The legislature is aware of the increasing interest of the public in hunting and fishing. It has responded in recent years with larger appropriations for the propagation of game birds and fish and the acquisition of land and waters for hunting and fishing purposes. It can be presumed that the legislature has taken cognizance of the greater use of boats powered by outboard motors and transported on trailers to inland waters of the state and salt water, and the need for providing facilities for launching and parking purposes. See Waterbury Savings Bank v. Danaher, 128 Conn. 78, 81, 20 A.2d 455; Hartford Production Credit Assn. v. Clark, 118 Conn. 341, 343, 172 A. 266; Pelton & King, Inc. v. Bethlehem, 109 Conn. 547, 551, 147 A. 144. It can also be presumed that the legislature was aware that although the public has the right to boat, hunt and fish below the high-water mark on the navigable waters of the state, the upland owner has the right to prevent the public from crossing the private lands which border on these public domains and are above the high-water mark. See Lay v. King, 5 Day 72, 76; Orange v. Resnick, 94 Conn. 573, 580, 109 A. 864; Poneleit v. Dudas, 141 Conn. 413, 419, 106 A.2d 479; 1 Farnham, Waters and Water Eights, p. 209; 2 id., p. 1362. The legislature could not have intended, as claimed by the plaintiffs, that the board should have the power to acquire access to nonnavigable inland lakes, ponds, streams and hunting grounds but not the power to acquire access for members of the public to the navigable streams and rivers and the long coast line of this state. Such a construction of the statute would thwart the obvious purposes of its broad terms. See Bergner v. State, 144 Conn. 282, 287, 130 A.2d 293; West Hartford v. Talcott, 138 Conn. 82, 90, 82 A.2d 351; Northeastern Gas Transmission Co. v. Collins, 138 Conn. 582, 592, 87 A.2d 139.

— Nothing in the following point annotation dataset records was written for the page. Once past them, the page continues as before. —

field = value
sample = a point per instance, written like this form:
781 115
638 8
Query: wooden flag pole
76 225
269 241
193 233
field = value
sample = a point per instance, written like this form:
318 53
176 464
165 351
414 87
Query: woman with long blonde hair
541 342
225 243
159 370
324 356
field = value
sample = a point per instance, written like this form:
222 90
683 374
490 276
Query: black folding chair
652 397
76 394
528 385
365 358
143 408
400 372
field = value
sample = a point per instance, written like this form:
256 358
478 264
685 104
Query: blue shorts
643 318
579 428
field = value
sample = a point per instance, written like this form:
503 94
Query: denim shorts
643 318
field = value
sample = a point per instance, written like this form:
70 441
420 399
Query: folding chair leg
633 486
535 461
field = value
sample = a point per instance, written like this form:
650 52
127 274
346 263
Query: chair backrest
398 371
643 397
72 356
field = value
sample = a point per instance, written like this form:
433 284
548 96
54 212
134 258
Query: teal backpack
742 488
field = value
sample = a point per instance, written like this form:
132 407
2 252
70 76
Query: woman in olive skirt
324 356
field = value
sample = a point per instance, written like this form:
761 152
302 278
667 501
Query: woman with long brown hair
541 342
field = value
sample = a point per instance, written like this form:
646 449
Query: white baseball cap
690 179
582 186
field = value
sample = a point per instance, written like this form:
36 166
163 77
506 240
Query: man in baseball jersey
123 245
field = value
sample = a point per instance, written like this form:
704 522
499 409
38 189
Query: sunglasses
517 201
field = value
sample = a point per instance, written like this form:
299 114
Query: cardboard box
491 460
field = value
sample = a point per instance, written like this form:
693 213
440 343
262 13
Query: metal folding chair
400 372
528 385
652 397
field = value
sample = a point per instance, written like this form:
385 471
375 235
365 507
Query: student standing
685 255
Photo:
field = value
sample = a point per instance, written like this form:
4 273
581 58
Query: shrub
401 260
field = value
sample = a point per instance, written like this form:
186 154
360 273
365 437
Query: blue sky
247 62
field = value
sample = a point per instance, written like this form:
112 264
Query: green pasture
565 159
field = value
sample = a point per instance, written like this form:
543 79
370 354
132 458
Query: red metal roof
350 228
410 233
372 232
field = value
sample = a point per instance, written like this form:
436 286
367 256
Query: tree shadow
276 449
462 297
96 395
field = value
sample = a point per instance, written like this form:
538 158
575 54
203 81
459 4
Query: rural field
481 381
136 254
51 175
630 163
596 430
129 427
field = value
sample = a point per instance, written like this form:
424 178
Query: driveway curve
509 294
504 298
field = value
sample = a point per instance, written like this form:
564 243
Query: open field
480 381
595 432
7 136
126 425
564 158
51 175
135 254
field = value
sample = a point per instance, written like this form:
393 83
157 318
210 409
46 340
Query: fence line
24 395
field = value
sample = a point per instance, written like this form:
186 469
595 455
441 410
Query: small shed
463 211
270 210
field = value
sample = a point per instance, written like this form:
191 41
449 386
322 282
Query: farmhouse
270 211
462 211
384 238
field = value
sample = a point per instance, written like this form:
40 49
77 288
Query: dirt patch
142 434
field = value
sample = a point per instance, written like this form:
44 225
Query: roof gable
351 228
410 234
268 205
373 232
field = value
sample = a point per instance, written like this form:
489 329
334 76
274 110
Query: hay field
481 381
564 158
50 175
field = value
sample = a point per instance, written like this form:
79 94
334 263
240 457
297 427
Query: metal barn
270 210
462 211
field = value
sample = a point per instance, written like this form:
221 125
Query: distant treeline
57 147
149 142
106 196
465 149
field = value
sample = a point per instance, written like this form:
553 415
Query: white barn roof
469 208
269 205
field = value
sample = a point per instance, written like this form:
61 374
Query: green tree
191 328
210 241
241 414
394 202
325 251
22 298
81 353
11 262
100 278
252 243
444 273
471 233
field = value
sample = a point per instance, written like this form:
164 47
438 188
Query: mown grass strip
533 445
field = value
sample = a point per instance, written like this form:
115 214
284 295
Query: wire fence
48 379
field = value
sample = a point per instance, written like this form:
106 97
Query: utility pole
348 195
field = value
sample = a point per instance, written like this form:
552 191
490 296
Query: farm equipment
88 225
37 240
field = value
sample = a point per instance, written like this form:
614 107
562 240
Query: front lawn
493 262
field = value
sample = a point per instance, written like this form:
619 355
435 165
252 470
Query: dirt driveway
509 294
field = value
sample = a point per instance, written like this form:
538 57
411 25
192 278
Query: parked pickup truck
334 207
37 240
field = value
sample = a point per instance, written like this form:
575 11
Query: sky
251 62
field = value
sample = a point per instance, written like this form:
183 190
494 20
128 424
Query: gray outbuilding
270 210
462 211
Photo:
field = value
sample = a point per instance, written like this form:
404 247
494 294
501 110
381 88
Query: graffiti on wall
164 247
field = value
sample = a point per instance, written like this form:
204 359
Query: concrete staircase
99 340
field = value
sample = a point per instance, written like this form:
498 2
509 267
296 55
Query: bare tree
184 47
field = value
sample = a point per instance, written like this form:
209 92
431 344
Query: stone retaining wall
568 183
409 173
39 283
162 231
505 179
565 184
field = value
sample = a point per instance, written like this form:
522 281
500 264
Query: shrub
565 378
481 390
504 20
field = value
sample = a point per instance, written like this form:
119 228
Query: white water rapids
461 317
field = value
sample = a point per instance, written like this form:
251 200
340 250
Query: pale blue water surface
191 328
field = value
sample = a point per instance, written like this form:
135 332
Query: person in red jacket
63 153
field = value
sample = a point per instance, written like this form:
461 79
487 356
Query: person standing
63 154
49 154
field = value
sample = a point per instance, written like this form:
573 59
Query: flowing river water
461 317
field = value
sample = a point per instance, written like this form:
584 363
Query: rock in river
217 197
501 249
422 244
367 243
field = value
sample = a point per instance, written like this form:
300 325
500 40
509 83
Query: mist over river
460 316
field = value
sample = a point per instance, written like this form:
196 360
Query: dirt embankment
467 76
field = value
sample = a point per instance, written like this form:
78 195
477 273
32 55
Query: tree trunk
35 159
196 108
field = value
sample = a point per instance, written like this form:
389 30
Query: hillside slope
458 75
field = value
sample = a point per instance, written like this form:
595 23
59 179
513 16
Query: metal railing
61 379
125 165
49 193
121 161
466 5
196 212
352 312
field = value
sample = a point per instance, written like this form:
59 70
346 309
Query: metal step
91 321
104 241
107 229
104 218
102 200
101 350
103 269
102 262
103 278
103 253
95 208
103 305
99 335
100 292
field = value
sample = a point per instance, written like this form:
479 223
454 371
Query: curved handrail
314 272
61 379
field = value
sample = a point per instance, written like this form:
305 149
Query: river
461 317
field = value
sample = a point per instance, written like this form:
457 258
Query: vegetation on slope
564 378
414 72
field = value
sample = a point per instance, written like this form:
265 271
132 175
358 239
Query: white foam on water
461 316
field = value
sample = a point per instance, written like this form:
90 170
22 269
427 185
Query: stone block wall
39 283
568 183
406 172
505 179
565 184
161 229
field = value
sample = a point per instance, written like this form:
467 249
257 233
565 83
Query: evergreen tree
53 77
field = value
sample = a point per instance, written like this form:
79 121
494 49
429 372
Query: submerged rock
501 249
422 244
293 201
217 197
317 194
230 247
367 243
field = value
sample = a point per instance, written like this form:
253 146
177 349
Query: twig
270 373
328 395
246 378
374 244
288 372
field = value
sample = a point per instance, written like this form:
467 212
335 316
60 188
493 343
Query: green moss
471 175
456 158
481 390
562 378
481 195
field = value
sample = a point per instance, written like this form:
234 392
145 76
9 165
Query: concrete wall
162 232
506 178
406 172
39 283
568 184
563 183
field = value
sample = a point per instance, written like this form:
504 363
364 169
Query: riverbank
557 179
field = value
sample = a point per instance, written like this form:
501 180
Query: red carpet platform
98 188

The plaintiffs claim further that § 26-16 gives no authority for the acquisition of land for the parking of automobiles. It is true that the McGowan land can be used only as a means of access to or egress from the Blackball River for fishing and hunting. The parking of the automobiles which bring the public to the McGowan property for these purposes is necessarily incidental to that use, and the power to acquire necessary land for parking is fairly included by implication. See Bergner v. State, supra, 288. This does not mean, however, that the general public can use the area for any and all purposes. It can be used only for the purposes which are incidental to hunting and fishing, and the board has the broad power of regulating the proper and legitimate use of the property it proposes to purchase. General Statutes § 26-3. We conclude that § 26-16 gives the board authority to purchase, with the approval of the governor, the McGowan property as a place of access to and egress from the waters of the Blackhall, Back and Connecticut Rivers, adjacent waters, and Great Island, for the purposes of hunting and fishing.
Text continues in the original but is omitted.